Noting that piece of information, I scooped up the sandwich and disappeared down the hall to the front door. Checking over my shoulder to ensure Mom wasn’t watching, I crept into the den and found Forest lying on the floor with his first stage chapter book opened in front of him. He mumbled the words out loud as he followed the text with a finger.
“Hey,” I whispered.
Forest’s gaze shot up, his flaming red hair drooping into his eyes. He brushed it aside with a palm and grinned, showing off the gaping hole where he was missing teeth. “What?” he whispered back.
I tossed him the sandwich and winked. “Go share it with Baxter, and destroy the evidence.”
Forest scrambled to his feet, green eyes wider than wide as he shove
d the packaged sandwich inside his shirt. “Yeeees! Thank you!”

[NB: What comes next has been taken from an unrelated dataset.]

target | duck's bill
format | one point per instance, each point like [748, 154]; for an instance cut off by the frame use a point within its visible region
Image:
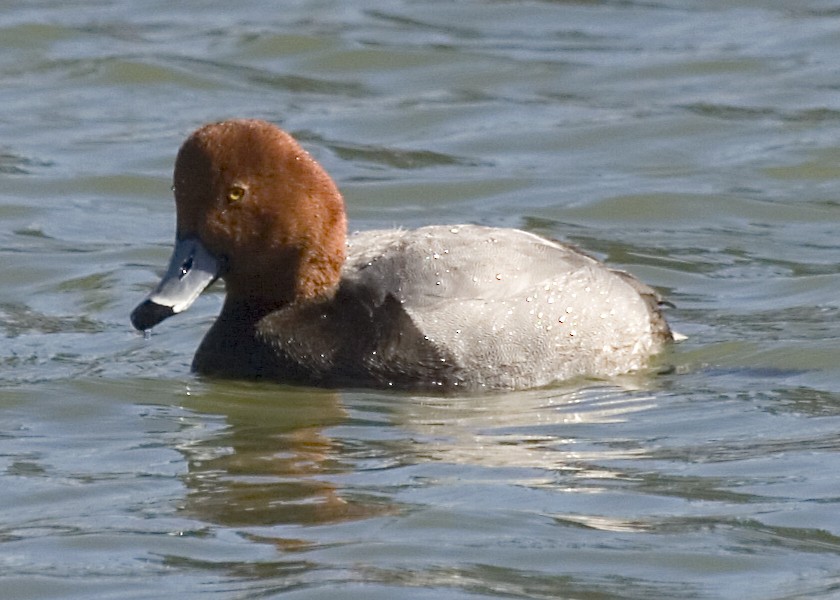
[191, 270]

With a wink, I sneaked back to the front hall, snagged the keys off their hook and shot out the door without looking back.
The small grocery store near my work carried six different brands of peanut butter. Each brand had various types: Smooth, chunky, whipped, and natural.
Natural was a huge no-no. The yellow brand was as well. Because of my depressing Google habit, I restricted most of my choices to brands that had encountered the least amount of problems over the years. For peanut butter, it was the bear brand.
I chose the smallest jar—since most of it would end up in the garbage—and tipped it upside down, searching for an expiration date. Doing the math, I determined that particular jar had four and a half months until it expired.
I traced the stamped date and counted again, considering the amount of time and if I could make my brain okay with it.
Four and a half months was a long time.
When the jittering under my skin began, I gritted my teeth and squeezed my eyes closed. My stomach roiled, but I swallowed a few times and waited for it to calm before concentrating on the jar in my hands.
Carefully, I unscrewed the lid and examined the foil seal. It appeared secure. I checked the date again. Studied the contents. Checked the date. The foil seal. The date.
Deciding, I headed to the cash to check out then added it to my arsenal of foods in my backpack.
Step one: complete.
Now, if I could convince myself to ingest it later, that would be the real win.
Ever After was located in the business sector of downtown Dewhurst. It was a small boutique that catered strictly to wedding attire with a small selection of formal wear young girls might buy for prom. It was small but elegantly organized with excessive overhead lighting and soft piano music in the background. Mannequins wore our finest and most expensive gowns while various other racks were teaming with an abundance of equally gorgeous choices. There were three large fitting rooms with mirrors on every surface, and the counters and tables were filled with fresh flowers my boss replenished as needed.